# Another one bites the dust



## Xue Sheng (Dec 28, 2015)

Well it appears that Chenwired.com is now gone.

To bad, it was a great source for Chen with more than a few rather knowledgeable Chen style taijiquan practitioners


----------



## Brian R. VanCise (Dec 28, 2015)

That is to bad.  Always sad when a good source of information goes down. ;(


----------



## Steve (Dec 28, 2015)

Xue, you seem extremely knowledgeable.   Ever think about putting something together yourself?   Wiki or a blog, maybe?


----------



## yak sao (Dec 28, 2015)

Good idea..._The Xue Review_


----------



## yak sao (Dec 28, 2015)

And if you updated it, it could be the _New Xue Review_


----------



## yak sao (Dec 28, 2015)

Or _The Xue Review Two....
_
Thank you, I'm here all week


----------



## mograph (Dec 28, 2015)

... or the "Way of Xue" for Mandarinophiles ....


----------



## Xue Sheng (Dec 29, 2015)

Actually built a webpage once, named it, wrote a few entries, copied and pasted a few I had on the blog I had here on MT for awhile (That I closed because of one poster who is, happily, no longer here) ....and then decided to not do go through with it and it never went live

But the Xue Review and the Way of Xue sound promising


----------



## mograph (Dec 29, 2015)

Feng Xue?

Anyway, I'd read it!


----------



## Buka (Dec 29, 2015)

I'd read it too.


----------



## Xue Sheng (Dec 29, 2015)

mograph said:


> Feng Xue?
> 
> Anyway, I'd read it!



Fēng le Xue


----------



## Xue Sheng (Dec 29, 2015)

Should probably add that Fēng =  疯


----------



## mograph (Dec 30, 2015)

Xue Sheng said:


> Should probably add that Fēng =  疯


Sure ... Make me look it up. Geeeez ....


----------



## Kurt L. (Dec 31, 2015)

On a more serious note.... any other good resources for the aspiring Chen practitioner?

Kurt


----------



## Xue Sheng (Dec 31, 2015)

Kurt L. said:


> On a more serious note.... any other good resources for the aspiring Chen practitioner?
> 
> Kurt



There are some knowledgeable Chen people, some that use to be on ChenWired, on "the rum soaked fist" but I just tried to get there and I am getting an SQL error, that makes me think they are under a DoS attack.


----------



## ChenAn (Jan 4, 2016)

chewired closed it couple years ago. Frank ( the owner) notified us prior closure. Although  it resurfaced few month ago after by accident I believe, it is down permanently.
I created my own forum dedicated to Chen Taiji of Chen Zkaokui line. It's not public forum I keep it for a dozen people seriously interested in traditional Chen and Chen Yu method in particular. I only accept people via private request.  I'd like to keep it as a small community of practitioners who working towars the same goal. Here is a link Chen Taiji Study - Index

About Chen Yu... He is still teaching, but he bound limited physical capacity. His son is running his school now. Nevertheless, there are few good Chen Yu disciples left who got a lot of information and abilities to preserve Chen gongfu. I'm fortunate to know and study with few of them.


----------



## Xue Sheng (Jan 4, 2016)

Chen Yu can still teach a bit after the stroke, that is good to hear.

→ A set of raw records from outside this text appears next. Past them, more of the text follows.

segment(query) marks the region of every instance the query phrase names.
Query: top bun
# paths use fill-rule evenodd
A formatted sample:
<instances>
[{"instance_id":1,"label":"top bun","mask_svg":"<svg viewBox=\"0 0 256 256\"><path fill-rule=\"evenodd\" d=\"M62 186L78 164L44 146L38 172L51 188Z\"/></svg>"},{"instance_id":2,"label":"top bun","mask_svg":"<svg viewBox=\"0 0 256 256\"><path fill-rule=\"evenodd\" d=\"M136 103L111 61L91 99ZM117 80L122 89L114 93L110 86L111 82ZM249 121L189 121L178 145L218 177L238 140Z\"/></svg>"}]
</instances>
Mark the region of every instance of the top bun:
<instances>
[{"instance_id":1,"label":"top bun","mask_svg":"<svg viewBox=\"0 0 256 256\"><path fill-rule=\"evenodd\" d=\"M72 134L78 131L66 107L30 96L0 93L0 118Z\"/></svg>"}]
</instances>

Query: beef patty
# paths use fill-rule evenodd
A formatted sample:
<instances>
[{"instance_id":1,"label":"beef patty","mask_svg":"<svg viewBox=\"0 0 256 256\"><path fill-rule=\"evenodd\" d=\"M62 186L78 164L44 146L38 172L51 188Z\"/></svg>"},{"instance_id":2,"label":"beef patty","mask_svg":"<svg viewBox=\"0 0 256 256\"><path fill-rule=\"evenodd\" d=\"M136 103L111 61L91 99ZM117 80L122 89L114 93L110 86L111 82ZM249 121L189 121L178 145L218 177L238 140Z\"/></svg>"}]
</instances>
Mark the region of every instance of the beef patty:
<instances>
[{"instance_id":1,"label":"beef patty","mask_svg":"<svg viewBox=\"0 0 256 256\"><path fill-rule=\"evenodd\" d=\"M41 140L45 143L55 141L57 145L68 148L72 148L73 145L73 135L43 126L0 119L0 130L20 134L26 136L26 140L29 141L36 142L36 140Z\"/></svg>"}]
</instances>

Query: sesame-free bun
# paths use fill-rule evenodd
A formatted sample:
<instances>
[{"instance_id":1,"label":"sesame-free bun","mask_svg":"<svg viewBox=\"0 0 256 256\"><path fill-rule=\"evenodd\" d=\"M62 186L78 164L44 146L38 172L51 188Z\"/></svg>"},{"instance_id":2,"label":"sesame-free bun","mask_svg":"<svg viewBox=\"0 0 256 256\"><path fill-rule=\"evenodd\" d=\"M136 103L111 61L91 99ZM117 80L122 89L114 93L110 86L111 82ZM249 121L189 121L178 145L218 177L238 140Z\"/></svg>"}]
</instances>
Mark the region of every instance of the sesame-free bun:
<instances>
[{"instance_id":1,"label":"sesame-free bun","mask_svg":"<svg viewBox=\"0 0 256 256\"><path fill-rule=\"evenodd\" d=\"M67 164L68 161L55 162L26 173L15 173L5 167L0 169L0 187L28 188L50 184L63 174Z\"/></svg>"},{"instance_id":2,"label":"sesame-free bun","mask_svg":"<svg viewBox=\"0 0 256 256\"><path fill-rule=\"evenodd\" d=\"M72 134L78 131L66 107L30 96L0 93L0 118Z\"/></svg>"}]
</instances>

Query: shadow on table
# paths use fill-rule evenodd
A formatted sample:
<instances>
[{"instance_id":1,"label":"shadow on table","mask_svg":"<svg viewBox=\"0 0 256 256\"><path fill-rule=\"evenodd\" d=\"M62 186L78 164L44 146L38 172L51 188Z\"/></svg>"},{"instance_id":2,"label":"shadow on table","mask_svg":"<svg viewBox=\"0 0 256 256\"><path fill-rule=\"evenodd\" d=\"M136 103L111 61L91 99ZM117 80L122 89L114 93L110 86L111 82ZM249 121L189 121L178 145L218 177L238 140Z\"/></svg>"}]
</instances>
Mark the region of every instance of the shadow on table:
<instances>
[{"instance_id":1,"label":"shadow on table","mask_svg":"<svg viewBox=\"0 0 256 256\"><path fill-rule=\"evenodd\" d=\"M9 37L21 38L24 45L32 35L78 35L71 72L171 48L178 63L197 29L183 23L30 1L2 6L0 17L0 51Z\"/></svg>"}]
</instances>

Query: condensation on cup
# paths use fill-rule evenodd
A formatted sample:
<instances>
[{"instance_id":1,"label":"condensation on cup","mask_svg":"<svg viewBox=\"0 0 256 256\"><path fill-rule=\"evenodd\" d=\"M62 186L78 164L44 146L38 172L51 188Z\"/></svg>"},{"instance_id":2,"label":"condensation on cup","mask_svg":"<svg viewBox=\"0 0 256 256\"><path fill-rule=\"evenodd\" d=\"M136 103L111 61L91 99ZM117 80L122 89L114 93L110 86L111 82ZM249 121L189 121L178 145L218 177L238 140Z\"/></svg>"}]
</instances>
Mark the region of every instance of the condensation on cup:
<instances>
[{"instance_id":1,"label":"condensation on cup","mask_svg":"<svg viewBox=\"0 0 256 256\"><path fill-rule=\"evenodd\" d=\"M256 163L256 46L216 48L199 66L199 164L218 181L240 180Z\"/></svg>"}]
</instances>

And although I have never meant him, talked a couple time on the web, Mo Ling is a few hours from me.


----------



## ChenAn (Jan 5, 2016)

Xu Sheng, do you live not far from Boston? Marin visited him two years ago I believe. Recently one of my friends went to China. Chen Yu mostly teaches neigong. Frankly, his prime time is over, but the knowledge he passed before 2012 is priceless.


----------



## Xue Sheng (Jan 5, 2016)

I live about 4 hours from Boston, in another state. But I tend to go to Boston a lot, I grew up around there.

Sorry to hear Chen Yu is no longer teaching forms and SD, he was rather impressive at both


----------



## ChenAn (Jan 5, 2016)

On positive note Chen Yu was very eager to share his knowledge with everyone who striven to learn. Nothing held back..But every good thing comes with bad. His lifestyle and bad habits took their toll as expected (sadly)

I've been struggling for years to get knowledge from the village folks. Lots of private lessons lots of money.. and very little in return lol. But hey there still few good people who carry on CY legacy, so at least something better than nothing.


----------



## Xue Sheng (Jan 5, 2016)

Living and "breathing" in Beijing did not help his health much either. Wife was there a couple weeks ago and was told by friends and family that a the Air quality (AQI) was good in one of the days she was there...it was 250..... good is actually 50 and below. 250 is actually "Very unhealthy"


----------